Mathematics, however, trump politics. The mathematical reality is that you can only sustain deficit spending policies (whether by government or private debt acquisition) if GDP grows faster than debt and that growth has to come from the private sector, not government transfer payments, or the deficit percentage and impact will grow faster than GDP. This is, again, mathematics and cannot be avoided, since the government is only a fraction of the entire economy (and even in a command economy can't be more than 100% of it!)
Again I present the graph that I have shown before on what happens if you don't obey the realities of mathematics:
This isn't conjecture. It isn't politics. It is mathematical reality.

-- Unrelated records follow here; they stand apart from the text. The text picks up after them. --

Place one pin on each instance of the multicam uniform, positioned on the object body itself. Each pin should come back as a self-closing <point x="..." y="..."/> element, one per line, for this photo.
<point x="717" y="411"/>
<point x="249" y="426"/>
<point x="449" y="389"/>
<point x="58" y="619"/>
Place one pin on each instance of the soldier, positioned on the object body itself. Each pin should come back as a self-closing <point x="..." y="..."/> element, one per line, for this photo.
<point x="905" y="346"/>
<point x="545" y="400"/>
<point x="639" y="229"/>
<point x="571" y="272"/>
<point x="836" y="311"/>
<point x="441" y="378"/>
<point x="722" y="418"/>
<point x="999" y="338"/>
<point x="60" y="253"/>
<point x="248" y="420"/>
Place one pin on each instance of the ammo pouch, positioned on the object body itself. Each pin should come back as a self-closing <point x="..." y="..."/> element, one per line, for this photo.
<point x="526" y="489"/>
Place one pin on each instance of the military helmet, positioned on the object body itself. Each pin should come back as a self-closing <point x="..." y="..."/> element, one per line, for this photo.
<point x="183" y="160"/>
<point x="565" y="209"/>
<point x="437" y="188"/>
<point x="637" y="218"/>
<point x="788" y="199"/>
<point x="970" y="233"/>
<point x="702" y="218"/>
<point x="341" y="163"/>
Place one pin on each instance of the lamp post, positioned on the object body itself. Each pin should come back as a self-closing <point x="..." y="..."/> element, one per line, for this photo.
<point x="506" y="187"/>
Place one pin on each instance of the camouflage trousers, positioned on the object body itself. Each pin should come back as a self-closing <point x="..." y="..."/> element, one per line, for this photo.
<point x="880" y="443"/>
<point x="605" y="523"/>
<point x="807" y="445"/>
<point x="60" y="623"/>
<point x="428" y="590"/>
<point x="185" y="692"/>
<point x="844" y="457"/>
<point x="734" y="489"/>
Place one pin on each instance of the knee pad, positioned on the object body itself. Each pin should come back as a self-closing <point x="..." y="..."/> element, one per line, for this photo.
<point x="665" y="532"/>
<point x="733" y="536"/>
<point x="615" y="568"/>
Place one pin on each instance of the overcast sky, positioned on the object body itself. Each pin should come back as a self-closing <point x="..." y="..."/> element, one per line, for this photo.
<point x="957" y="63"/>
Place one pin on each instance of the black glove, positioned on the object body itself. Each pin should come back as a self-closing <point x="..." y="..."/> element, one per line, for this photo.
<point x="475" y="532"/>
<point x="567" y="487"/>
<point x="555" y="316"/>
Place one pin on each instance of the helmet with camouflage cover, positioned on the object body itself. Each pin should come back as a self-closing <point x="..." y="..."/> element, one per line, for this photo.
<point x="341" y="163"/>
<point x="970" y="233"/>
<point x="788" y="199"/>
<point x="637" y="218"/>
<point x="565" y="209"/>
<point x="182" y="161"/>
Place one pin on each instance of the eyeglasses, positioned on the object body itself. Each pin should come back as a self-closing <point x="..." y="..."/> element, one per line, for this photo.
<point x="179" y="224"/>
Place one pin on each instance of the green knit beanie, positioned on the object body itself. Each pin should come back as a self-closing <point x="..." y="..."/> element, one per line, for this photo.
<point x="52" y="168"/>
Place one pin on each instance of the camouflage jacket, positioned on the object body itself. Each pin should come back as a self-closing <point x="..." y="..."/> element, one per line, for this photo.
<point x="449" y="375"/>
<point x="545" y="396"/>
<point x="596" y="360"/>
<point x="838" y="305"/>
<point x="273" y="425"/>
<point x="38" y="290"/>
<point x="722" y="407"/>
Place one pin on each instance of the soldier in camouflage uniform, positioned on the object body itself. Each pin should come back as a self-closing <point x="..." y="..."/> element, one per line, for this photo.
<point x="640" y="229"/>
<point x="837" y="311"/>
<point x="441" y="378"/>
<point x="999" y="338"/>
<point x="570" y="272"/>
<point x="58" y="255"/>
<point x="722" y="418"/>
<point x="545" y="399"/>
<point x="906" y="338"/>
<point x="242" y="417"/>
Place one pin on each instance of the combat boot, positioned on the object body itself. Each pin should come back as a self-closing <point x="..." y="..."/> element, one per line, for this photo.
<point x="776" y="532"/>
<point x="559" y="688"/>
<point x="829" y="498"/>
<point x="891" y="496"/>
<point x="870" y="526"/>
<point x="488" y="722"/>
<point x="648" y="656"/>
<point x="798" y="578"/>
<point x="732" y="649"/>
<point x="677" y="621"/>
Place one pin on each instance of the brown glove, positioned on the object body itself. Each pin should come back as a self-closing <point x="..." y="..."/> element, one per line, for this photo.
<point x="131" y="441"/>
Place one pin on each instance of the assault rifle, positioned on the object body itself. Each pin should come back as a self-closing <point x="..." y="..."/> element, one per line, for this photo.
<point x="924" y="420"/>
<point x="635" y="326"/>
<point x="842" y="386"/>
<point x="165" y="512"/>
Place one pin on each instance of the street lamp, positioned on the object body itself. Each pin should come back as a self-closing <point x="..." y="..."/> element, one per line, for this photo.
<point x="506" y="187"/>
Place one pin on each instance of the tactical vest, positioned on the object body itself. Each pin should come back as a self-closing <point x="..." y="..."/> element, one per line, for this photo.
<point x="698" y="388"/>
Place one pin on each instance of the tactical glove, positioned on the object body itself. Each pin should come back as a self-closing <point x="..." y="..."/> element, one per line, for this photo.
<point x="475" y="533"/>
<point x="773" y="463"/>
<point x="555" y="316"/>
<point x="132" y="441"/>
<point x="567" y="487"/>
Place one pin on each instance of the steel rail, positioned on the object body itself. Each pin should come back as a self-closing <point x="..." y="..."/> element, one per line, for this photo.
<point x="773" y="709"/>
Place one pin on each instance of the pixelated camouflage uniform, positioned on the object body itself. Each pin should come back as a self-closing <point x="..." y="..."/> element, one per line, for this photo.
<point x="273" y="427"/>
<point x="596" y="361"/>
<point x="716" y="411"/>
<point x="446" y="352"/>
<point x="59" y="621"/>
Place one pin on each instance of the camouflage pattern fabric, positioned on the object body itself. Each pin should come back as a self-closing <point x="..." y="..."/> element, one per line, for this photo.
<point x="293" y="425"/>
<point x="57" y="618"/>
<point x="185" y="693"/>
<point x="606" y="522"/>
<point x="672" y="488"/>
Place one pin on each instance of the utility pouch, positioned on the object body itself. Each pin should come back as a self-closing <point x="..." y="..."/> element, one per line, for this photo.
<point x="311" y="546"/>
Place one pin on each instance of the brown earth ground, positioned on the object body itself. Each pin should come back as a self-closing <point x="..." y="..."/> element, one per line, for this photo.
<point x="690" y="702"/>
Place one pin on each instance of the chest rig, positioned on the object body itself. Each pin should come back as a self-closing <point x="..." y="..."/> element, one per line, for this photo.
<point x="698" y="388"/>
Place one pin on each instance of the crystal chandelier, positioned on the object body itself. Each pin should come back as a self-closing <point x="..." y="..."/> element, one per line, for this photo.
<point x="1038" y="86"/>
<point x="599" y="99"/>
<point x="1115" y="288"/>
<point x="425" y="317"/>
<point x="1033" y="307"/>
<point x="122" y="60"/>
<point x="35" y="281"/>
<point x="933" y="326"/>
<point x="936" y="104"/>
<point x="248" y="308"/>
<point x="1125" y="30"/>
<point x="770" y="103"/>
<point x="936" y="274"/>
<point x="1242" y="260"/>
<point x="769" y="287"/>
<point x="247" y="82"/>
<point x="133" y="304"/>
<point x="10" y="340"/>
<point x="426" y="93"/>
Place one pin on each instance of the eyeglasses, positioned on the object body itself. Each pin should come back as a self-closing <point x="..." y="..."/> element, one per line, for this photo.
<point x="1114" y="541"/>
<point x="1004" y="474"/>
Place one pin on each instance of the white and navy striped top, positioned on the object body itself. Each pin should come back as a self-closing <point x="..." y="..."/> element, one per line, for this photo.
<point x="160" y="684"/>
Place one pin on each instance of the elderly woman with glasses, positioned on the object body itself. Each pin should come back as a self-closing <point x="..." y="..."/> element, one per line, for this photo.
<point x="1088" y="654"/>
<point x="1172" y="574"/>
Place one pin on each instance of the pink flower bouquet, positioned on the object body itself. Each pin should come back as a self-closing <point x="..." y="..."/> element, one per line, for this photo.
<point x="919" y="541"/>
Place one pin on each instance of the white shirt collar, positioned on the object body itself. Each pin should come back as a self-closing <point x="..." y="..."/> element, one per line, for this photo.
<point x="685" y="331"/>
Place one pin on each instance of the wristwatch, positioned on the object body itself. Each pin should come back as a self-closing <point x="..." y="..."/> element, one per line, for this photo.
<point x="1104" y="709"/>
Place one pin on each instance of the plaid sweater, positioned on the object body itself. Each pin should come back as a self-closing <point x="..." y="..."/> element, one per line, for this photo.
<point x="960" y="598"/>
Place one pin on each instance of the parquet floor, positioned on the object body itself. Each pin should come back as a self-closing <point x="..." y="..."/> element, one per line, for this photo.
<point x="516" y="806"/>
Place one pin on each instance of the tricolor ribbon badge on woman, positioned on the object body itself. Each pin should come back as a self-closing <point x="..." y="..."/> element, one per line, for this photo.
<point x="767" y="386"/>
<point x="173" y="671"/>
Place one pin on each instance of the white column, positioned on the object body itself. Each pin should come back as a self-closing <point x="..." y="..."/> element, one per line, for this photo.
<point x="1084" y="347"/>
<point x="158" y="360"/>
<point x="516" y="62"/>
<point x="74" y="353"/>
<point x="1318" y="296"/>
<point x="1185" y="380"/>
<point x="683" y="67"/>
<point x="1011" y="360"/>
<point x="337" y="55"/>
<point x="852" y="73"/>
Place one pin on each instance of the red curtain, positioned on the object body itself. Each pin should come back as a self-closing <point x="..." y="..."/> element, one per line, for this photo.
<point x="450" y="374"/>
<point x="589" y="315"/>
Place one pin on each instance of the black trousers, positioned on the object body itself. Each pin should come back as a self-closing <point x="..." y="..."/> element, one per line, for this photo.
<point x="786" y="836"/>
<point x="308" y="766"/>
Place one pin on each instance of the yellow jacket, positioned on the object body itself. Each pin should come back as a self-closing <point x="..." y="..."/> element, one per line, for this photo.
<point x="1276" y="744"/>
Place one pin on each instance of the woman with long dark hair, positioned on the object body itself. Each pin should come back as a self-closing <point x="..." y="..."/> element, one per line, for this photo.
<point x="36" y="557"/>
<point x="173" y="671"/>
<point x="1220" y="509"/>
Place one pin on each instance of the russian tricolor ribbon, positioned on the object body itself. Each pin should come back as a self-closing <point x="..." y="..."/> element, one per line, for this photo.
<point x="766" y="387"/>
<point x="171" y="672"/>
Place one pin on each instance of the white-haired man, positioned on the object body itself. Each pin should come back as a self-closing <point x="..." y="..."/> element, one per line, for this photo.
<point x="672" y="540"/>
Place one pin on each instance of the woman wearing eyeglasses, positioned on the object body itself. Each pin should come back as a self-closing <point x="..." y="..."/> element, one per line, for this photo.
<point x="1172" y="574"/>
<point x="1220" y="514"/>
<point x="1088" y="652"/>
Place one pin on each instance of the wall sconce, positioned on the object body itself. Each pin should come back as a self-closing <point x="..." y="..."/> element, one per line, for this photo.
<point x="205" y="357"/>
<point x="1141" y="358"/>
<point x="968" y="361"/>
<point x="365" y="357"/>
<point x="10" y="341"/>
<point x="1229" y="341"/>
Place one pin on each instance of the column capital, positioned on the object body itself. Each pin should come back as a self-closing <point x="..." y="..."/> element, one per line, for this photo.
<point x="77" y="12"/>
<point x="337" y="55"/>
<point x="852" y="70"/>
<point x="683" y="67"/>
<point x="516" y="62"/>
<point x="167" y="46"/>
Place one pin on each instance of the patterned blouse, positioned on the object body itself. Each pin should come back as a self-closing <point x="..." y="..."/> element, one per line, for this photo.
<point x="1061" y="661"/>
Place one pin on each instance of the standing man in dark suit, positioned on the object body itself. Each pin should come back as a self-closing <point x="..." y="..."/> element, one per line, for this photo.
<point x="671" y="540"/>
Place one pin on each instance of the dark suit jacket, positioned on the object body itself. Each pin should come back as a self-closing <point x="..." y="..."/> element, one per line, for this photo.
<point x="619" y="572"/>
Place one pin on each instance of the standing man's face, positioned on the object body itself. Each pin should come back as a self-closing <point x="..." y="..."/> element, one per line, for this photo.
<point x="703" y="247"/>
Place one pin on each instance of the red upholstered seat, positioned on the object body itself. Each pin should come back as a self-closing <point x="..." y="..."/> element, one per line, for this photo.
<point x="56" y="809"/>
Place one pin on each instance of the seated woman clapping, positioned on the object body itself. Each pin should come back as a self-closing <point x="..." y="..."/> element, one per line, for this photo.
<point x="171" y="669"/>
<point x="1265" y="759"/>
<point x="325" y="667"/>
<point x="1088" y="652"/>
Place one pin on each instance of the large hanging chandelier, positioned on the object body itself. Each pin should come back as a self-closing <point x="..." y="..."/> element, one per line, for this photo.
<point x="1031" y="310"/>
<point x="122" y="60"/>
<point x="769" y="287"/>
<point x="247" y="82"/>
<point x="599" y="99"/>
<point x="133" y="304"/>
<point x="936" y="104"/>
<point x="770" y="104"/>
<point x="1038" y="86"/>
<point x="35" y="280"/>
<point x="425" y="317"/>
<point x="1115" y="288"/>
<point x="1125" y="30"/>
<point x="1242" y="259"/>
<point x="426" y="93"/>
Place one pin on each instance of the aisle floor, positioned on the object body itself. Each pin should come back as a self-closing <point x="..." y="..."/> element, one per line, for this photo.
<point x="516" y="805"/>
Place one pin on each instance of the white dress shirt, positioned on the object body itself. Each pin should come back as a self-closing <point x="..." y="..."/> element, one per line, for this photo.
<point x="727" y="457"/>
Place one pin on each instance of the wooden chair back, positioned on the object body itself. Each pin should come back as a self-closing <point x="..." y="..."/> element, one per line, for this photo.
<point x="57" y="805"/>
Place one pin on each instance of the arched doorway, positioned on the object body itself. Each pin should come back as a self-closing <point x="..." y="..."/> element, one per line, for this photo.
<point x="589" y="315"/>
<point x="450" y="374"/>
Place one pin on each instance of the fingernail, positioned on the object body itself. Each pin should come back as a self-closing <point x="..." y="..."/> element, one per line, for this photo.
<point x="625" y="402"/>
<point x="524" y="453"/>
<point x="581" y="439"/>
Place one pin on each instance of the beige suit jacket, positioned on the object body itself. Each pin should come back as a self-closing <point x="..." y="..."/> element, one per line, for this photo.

There has been NO - underline that - NO - recognition of the mathematical realities that underlie debt and GDP growth within our government, including Congress and regulators.
This is precisely the same road that Japan went down after the Nikkei topped and then crashed when their debt bubble blew up.
A raw refusal to recognize the mathematical realities has led The Fed and Treasury to instead make legitimate outright fraudulent accounting, enabling banks and others to arbitrarily defer recognition of losses based on nothing more than a hope that through currency debasement popped bubbles can be re-inflated.
History tells us that such strategies never succeed, especially in an import-based economy, which we are, as input costs are tied directly to currency debasement and worse, those foreign interests that hold necessary imports also tend to hold significant currency reserves. As those reserves are debased the holders of these resources will raise prices and/or constrain supply so as to recover not only the current debasement but also the debasement of their reserves.
Congress may not like the facts, but that doesn't change them. Fraud never pays in the end, and despite all of the crooning and intentional diversion by people such as Bernanke, Summers and Geithner the above chart is a simple reflection of mathematical realities of compound growth - a reality that cannot be changed with "magic wand" waving or burying bad assets under a mountain of fraudulent accounting manipulation.